Publié le 24 Mar 2012 - 07:17
EDITO

Vive donc le Sénégal !

 

''Un baobab qui tombe, chasse dans le mouvement de sa chute, les oiseaux qui profitent de son ombre''

 

Douze ans après, nous sommes devant un suspense de la même densité dramatique. Revoilà donc Wade, non pas dans la posture de celui qui s'en va à la conquête du pouvoir mais plutôt dans celle d'un Diouf en 2000. En face de lui, un de ses ''fils'', issus de ses flancs, qui veut l'expédier à la retraite.
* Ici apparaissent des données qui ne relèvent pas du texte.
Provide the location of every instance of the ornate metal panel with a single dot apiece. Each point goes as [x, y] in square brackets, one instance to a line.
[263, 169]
Ainsi va l'histoire qu'elle est impitoyable avec ses enfants, surtout lorsqu'ils se prennent pour Icare et s'approchent trop près du soleil, en oubliant la terre ferme des réalités vécues.

 

En vérité, le président Abdoulaye Wade, un homme qui a traversé presque tout le siècle, est un des derniers Mohicans de sa race. Un homme qui était là lors de la première guerre mondiale, qui a vécu la seconde guerre, celle du Vietnam, qui s'est impliqué dans le violent processus de la décolonisation en Algérie, et qui a croisé, pendant 27 ans, le fer avec Senghor, puis un Diouf soutenu d'un bras de fer par l'Etat français, notamment par Chirac.

 

Quel que soit ce qui se passera au lendemain du 25 mars, on écrira donc l'histoire du Sénégal avec Wade. On retiendra l'image d'un homme endurant, combatif, qui a voulu marquer avec du béton et du goudron son passage à la magistrature suprême, mais aussi d'un homme qui aura oublié qu'il administrait non pas des sujets mais des citoyens. Si Me Wade tombe au soir du 25 mars, hypothèse fort probable, il le devra en grande partie à l'autisme dont il a fait montre dans les dernières années de son magistère ; écoutant plus ses courtisans que les citoyens qui l'ont porté au pouvoir. Il a fini par se métamorphoser en vieux roi africain, plutôt sensible aux éloges qu'au travail bien mené. Vieux roi qui n'a en vérité jamais éclairé la lanterne des Sénégalais sur ses véritables intentions relativement à la question de sa succession. Qui a voulu initier des Chantiers beaucoup plus pour sa gloire personnelle que pour l'intérêt du peuple. Pour tenace qu'il soit, pour visionnaire qu'il apparaît, il aura manqué de générosité vis-à-vis du peuple souverain qu'il a davantage cherché à manipuler, informer au sens basique du terme, pour lui donner, tel un Démiurge, l'image qu'il veut. C'est pourquoi nous pensons qu'il se sera à la fois trompé d'époque et de peuple. Il aura oublié que ceux qui n'avaient que huit ans en 2000, avaient maintenant l'âge de voter. Il aura oublié beaucoup d'autres choses, comme le fait que les Sénégalais ne regardent pas l'Est avant de glisser leur bulletin de vote dans l'urne. Que la conscience citoyenne, qui n'est pas un vain mot au Sénégal, avait atteint son point de maturation. Que le Président Wade l'ait oublié est sans doute une des plus grandes chances de Macky Sall, certes moins épais politiquement que son ex-mentor, mais d'une endurance et d'une patience qui en imposent. Il n'y a pas d'autre alternative pour le Président, puisque c'est lui qui a les cartes en mains, que de faire mieux que Diouf en 2000.

 

Nous ne sommes certainement pas issus de la cuisse de Jupiter, mais nous avons jusque-là évité les pièges de l'anarchie. Que le Mali, pays démocratique il y a une semaine régresse, au point de retourner 20 ans derrière, est la preuve que la formule sénégalaise est précieuse. Et c'est ce Sénégal-là qu'il faut justement protéger. Quel que soit le candidat qui va passer, il faut que nous Sénégalais continuons à nous regarder dans le miroir en restant fiers de nous-mêmes. Parce que nous aurons tout perdu, le jour où la fierté nous sera passée entre les doigts.

 

Vive donc le Sénégal !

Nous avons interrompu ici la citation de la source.